Armenian-American singer-songwriter

Lusine Aghabekyan (Լուսինե Աղաբեկյան), better known as simply Lucy, is an Armenian singer and songwriter. In December 2007, Lusine became the winner of the second edition of Hay Superstar, which is the Armenian version of the British television hit show Pop Idol.

==Life and career==

===Early life===
At the age of 9 she attended to the vocal classes of music studio “Akunq” in Abovyan. Lucy graduated from the Yerevan state college of pop and jazz art, after then — from the Yerevan Komitas State Conservatory.

===2006-2007: Hay Superstar===
In 2006, Lusine became a contestant on season two of Hay Superstar, the Armenian version of Pop Idol. During the final her runner up was Nare Gevorgyan, but she won the contest. Also, later in 2007 she won the second place in the international contest "The song of the sea", in Ukraine.

===2008-2009===
In 2008 she took the first place in another international contest “The Golden Voice” in Moldova and became the Best New Artist on Radio Van’s music awards “Voske Qnar” in Armenia. She released her first and only album called “Achqeris Khorqum” (“Deep in my eyes”) in 2009.

===2015===
In the beginning of 2015 her song “Turn Around” announced the Best Song of December 2015 during the Van Music Awards.

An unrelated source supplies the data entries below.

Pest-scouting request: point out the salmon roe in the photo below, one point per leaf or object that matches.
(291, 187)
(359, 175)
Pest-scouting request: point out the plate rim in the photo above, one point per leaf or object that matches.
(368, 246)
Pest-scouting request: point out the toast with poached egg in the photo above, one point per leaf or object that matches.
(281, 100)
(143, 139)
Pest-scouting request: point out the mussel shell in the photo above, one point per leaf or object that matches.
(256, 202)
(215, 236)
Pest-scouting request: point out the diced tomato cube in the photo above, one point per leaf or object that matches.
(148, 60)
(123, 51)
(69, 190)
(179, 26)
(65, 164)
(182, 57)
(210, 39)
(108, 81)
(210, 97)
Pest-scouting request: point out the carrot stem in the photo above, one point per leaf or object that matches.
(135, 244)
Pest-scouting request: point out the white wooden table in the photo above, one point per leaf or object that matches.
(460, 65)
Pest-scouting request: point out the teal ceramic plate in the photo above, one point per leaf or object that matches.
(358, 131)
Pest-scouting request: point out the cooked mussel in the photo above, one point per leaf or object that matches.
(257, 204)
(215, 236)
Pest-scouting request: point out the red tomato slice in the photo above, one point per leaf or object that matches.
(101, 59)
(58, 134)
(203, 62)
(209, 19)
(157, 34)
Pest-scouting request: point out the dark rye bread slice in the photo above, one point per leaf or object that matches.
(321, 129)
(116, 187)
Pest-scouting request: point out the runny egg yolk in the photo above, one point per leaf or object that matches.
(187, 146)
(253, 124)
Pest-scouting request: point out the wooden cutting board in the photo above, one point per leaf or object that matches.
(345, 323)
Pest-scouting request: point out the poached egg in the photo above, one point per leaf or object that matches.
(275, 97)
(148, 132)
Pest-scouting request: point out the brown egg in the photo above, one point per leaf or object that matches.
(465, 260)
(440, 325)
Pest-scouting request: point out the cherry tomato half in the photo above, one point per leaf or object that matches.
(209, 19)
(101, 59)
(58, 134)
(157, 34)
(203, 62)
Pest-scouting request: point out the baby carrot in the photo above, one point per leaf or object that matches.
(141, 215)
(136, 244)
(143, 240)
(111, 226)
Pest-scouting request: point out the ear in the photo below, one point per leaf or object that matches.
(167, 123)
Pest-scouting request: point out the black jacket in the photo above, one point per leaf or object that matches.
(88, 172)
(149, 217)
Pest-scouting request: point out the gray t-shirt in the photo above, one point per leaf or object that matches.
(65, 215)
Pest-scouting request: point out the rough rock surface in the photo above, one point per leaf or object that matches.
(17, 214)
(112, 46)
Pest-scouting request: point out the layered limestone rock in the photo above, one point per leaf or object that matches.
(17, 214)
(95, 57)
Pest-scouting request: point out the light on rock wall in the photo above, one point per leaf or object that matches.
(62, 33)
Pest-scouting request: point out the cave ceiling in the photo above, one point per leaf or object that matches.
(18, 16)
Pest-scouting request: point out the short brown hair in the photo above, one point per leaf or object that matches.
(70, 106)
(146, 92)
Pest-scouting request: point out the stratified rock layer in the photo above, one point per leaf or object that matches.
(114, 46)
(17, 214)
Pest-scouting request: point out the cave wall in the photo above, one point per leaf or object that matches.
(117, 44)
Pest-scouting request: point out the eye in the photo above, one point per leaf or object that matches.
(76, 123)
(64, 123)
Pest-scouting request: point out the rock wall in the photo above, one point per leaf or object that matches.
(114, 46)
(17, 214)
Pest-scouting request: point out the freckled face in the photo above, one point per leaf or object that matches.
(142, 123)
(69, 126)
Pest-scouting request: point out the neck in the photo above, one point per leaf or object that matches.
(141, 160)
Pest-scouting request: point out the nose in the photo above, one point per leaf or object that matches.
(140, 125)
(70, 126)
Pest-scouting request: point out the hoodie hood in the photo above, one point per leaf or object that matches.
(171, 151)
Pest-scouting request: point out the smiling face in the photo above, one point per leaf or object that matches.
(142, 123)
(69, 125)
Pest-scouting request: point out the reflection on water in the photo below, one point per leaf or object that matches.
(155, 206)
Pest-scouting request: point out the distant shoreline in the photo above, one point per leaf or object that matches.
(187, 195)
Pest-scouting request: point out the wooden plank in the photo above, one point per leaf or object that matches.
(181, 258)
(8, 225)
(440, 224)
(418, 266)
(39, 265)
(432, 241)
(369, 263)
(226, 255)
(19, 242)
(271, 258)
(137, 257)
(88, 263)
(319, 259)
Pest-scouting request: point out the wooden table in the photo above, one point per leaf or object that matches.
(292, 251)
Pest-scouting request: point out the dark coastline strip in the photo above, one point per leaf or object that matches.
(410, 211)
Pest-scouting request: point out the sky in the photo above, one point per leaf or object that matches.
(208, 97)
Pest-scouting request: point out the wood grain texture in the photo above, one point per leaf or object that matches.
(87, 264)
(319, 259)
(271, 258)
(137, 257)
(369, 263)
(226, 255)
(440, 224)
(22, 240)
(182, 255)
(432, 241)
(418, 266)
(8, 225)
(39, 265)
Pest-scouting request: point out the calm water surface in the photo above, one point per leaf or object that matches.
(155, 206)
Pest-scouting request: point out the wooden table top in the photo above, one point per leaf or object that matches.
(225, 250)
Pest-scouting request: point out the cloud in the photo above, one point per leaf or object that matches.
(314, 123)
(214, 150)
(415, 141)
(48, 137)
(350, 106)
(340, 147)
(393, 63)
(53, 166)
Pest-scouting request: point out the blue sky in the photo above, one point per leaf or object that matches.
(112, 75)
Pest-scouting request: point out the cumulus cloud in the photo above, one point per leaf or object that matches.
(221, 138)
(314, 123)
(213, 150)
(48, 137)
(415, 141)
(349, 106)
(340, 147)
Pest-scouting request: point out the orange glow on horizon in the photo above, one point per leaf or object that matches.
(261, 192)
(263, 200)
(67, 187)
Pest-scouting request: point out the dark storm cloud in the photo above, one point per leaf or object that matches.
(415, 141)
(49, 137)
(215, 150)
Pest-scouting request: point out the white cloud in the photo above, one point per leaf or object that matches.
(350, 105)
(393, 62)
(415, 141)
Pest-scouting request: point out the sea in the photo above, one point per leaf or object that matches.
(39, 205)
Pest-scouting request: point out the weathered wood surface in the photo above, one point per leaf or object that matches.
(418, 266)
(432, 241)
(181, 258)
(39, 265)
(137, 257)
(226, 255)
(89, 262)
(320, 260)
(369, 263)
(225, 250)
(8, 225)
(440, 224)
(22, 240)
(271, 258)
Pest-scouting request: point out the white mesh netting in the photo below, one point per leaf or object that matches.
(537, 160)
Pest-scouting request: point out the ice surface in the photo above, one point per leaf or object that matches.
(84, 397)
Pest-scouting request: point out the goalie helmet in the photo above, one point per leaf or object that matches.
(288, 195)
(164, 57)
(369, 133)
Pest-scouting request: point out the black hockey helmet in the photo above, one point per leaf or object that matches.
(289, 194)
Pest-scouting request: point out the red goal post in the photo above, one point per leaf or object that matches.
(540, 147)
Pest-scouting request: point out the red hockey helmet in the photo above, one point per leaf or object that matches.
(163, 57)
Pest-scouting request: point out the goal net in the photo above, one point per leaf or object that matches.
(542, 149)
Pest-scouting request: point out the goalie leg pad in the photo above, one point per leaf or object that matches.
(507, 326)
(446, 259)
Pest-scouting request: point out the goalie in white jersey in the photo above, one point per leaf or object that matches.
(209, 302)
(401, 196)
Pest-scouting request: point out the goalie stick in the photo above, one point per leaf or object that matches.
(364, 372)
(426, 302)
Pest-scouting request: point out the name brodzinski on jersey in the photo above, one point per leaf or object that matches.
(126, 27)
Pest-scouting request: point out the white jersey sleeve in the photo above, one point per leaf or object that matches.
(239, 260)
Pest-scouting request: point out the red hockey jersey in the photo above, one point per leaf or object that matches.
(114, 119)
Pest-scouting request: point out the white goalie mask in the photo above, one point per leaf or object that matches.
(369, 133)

===2016: Depi Evratesil===
In the summer of 2016, an audio version of the single "Go-Go!" was released. The song was written and produced by DerHova.

In October, Lucy was announced as a participant in Depi Evratesi, the Armenian national selection to find their entrant in the Eurovision Song Contest 2017. During her time on the show, she was a member of Aram MP3's team. She was eliminated from the contest on December 10, the day of semi-final 1.